Wednesday, February 18, 2009

My last night in Brazil; back to cold Pennsylvania tomorrow. I learned just this week that cruise ships emit more carbon per passenger than airplanes. What about freight ships? Several comments to BBC's Ethical Man suggested that he should come to the US by ship, container ship for example, but now I wonder about the carbon emissions of those ships as well. We need a large-scale comeback of sailing ships, new ships equipped with solar collectors and other green technology. 

Did you hear about the French man who climbed a skyscraper in Hong Kong to call attention to global warming?

"Alain Robert, dubbed the French spider-man, has scaled dozens of tall structures without ropes or harnesses, including the Eiffel Tower in Paris, the Empire State Building in New York and Malaysia's Petronas Towers in Kuala Lampur...
'The global warming is something that is going to affect the next generation,' Robert told reporters on the ground level. 'The future is really compromised if we are not doing anything.'"
(http://news.yahoo.com/s/ap/20090217/ap_on_re_as/as_hong_kong_skyscraper_climber)

3 comments:

Anonymous said...

Greta,

Congratulations on your decision to make this walk. I hope you will be passing thru beautiful Bucks County, PA on your way to CA. Keep us posted so we can marshal our friends to join you when you get near.

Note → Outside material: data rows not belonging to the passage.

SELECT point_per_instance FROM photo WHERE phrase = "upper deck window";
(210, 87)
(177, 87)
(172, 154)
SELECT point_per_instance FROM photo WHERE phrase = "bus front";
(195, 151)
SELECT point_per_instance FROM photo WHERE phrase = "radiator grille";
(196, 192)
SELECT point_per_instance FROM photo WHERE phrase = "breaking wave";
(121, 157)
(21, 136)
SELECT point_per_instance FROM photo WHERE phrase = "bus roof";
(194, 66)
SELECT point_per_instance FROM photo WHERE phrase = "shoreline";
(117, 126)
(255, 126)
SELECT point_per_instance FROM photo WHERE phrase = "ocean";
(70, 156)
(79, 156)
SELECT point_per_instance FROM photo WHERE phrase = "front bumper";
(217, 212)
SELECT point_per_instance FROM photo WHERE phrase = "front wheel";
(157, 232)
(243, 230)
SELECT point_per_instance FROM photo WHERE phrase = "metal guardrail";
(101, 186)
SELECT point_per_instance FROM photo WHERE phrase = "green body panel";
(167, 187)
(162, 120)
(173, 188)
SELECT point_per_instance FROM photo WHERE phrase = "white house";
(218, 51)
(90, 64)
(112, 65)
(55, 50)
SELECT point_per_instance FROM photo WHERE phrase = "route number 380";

As an ex-merchant mariner, I can say that shipping by water is the cheapest form, pound for pound. According to James J. Corbett and Paul Fischbeck, air emissions from ships have not been adequately evaluated for their scientific or policy importance.

As a gross amount, the Guardian, on Saturday 3 March 2007, reports that the world merchant fleet accounts for twice the total emissions of airlines. However, in terms of tonnage of freight I would think it's the least, except for shipping by sail as they are doing (1 vessel) in Puget Sound. There was shipping by sail in the Bahamas years ago, but not sure about recent trends.

Larry Menkes
Bucks Conty Greens

Zeke said...

These carbon emission comparisons are often misleading (sometimes intentionally). According to the Greenhouse Gas Protocol, shipping products by air generate up to 57x the GHG emissions per ton-kilometer as ocean freight.
I'm guessing the cruise ship to airplane comparison is not apples-to-apples. A cruise ship is transportation + hotel + entertainment complex.... Not a valid comparison.

Greta said...

Larry and Zeke - Thanks for your comments. I'm delighted that you who are experts in the field are willing to read my blog and put in your observations and, yes, corrections.

I've been learning a lot by looking for quotes to share, reading through the news, websites, blogs. It was my hope from the start that readers would feel free to participate a conversation about the issues.